APBRmetrics

Posted: **Thu May 04, 2017 11:05 pm**

The story doesn't reference any hard numbers in regards to how often lopsided action supposedly happens and how often or how far the lines are supposedly moving. The data from TeamRankings doesn't really seem to support the idea that there are line moves of a significant magnitude happening on a consistent basis for NBA spreads. Only 9.4% of games tracked there moved more than 2+ points from the opening line. Just from looking at betting percentages at SportsInsights on a somewhat regular basis, I'm fairly certain the number of games that receive lopsided action (at least 60% of bets on one team) is much higher than 10% of all games. So more often than not, the books aren't all that concerned with lopsided action and are willing to bet that the lopsided action (which is almost always on the favorite) is not going to consistently win at greater than a 52.4% rate long term. They're more than happy to allow the public to hammer away at favorites at a 60+% clip, while making slight adjustments to the line based on bets from the select sharp accounts whose opinions they respect to arrive at an efficient closing line.

A ridiculously simple analogy would be if you were taking -110 bets on the flip of a fair coin. If 60% of the people bet on heads every single time, you can simply leave the odds at -110 on both sides and know that over a sample of 1230 flips, there's an 91% chance you'll come out ahead, since you only lose if the number of heads is greater than 644 or less than 586 (each of which have ~4.5% chance of happening). You could increase the juice on heads to gamble and try to win more money if tails dominates, but you also run the risk of losing more if heads wins by enough. As the number of 1230 flip iterations (NBA seasons) increases the chances of coming out ahead in the long run only increase. The point being, it's in the best interest of the sportsbook to set the opening number to be as accurate of a predictor of the outcome as possible since this maximizes their chances of coming out ahead long term. They don't have to worry if 60% of the public always bets the favorite because as long as their lines are within the 47.6% to 52.4% window for how often the favorite covers the spread, they will come out ahead long term.
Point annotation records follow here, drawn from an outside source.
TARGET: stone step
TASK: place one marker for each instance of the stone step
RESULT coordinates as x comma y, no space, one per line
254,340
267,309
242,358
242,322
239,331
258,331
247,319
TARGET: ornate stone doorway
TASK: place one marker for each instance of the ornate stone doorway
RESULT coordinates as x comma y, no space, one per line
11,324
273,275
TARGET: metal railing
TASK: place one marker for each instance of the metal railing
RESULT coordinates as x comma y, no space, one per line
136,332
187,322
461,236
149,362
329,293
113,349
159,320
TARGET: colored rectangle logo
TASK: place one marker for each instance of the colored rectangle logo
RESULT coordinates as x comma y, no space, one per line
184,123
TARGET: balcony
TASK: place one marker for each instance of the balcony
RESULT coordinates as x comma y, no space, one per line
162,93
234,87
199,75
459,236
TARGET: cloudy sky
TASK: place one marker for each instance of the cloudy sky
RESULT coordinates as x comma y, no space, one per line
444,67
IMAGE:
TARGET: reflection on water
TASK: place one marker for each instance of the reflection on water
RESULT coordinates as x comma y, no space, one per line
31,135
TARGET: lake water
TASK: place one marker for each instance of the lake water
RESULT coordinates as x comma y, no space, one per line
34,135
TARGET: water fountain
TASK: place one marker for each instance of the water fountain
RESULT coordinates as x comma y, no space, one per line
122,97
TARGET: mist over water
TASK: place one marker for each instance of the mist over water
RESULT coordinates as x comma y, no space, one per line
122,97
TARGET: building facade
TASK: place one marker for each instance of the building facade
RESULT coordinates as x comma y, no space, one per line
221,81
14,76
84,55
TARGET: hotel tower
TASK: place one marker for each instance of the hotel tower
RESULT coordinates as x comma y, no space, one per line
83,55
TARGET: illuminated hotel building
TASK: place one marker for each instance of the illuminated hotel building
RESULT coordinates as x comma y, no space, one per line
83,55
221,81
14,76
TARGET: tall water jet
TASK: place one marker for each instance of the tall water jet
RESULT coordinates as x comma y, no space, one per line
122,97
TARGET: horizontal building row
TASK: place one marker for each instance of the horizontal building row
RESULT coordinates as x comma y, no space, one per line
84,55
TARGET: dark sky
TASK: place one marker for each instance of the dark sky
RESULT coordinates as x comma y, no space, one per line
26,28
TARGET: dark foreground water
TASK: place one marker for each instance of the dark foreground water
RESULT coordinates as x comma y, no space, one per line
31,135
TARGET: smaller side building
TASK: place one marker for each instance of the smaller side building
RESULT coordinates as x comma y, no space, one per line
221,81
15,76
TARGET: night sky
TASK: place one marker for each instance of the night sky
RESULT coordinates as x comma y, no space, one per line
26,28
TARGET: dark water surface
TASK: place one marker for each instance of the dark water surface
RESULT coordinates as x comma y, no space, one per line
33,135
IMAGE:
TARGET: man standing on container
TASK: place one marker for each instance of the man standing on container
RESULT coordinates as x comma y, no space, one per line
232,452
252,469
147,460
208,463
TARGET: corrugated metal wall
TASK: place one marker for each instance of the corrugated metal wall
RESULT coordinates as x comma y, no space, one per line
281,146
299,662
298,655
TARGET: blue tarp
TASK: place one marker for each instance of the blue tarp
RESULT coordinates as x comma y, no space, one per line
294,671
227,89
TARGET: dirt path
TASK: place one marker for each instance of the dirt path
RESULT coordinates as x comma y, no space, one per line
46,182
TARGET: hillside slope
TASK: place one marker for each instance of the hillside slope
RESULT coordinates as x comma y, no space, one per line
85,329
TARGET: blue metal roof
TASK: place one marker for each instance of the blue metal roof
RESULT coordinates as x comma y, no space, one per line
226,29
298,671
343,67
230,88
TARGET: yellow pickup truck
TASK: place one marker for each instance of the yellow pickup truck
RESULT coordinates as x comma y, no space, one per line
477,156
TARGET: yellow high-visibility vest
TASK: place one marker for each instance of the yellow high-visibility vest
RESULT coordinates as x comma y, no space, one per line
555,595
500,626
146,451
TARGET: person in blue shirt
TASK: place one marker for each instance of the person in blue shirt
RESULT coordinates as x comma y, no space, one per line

The 'throwing a number' out there comment was based on this comment:

Vegas lines do not (and are not intended to) "predict" outcomes of games. They are set in an attempt to anticipate how the public will place its bets.

The NylonCalc article illustrated that the closing lines in the NBA do predict the MOV extremely well in the long run. And because opening lines do not differ substantially from closing lines ~90% of the time, it stands to reason that the opening lines would also have a very high correlation with actual MOV and are reasonably good at predicting outcomes. The idea that the predominant factor in setting a line is not to predict the outcome, but to anticipate how the public will bet simply isn't true.

Posted: **Fri May 05, 2017 9:42 am**

permaximum wrote:It's because games with higher roster turnover rates are found more in 2000s and 2010s and almost every metric's prediction success gets better when we get closer to our time.

I just ran a ADF on that data and there is no such trend at all (talking about the bolded part). You just picked a sample with a low starting point (1984) and a higher end point (2016); remove those two entrances and your linear trend is gone. That does not happen, if there really is a solid recency trend.

The real reason was given by Nathan; in the higher RT games, there are more loopsided games involved for which the metrics have a higher success rate of picking the correct winner. That's why you get such odd results that metrics supposedly predict better with higher RT. You need to use the scoring margin in order to check PA. Also, you should check the subsamples (each increment) whether you have a normal distribution, because quite frankly it doesn't seem like it is the case for the extreme ends of the spectrum. For not normally distributed data the mean value is not a good estimation of the overall trend.

Edit: Removed the last comment, because it was completely out of line.

Posted: **Fri May 05, 2017 11:28 am**

mystic wrote:
permaximum wrote:It's because games with higher roster turnover rates are found more in 2000s and 2010s and almost every metric's prediction success gets better when we get closer to our time.
I just ran a ADF on that data and there is no such trend at all (talking about the bolded part). You just picked a sample with a low starting point (1984) and a higher end point (2016); remove those two entrances and your linear trend is gone. That does not happen, if there really is a solid recency trend.

The real reason was given by Nathan; in the higher RT games, there are more loopsided games involved for which the metrics have a higher success rate of picking the correct winner. That's why you get such odd results that metrics supposedly predict better with higher RT. You need to use the scoring margin in order to check PA. Also, you should check the subsamples (each increment) whether you have a normal distribution, because quite frankly it doesn't seem like it is the case for the extreme ends of the spectrum. For not normally distributed data the mean value is not a good estimation of the overall trend.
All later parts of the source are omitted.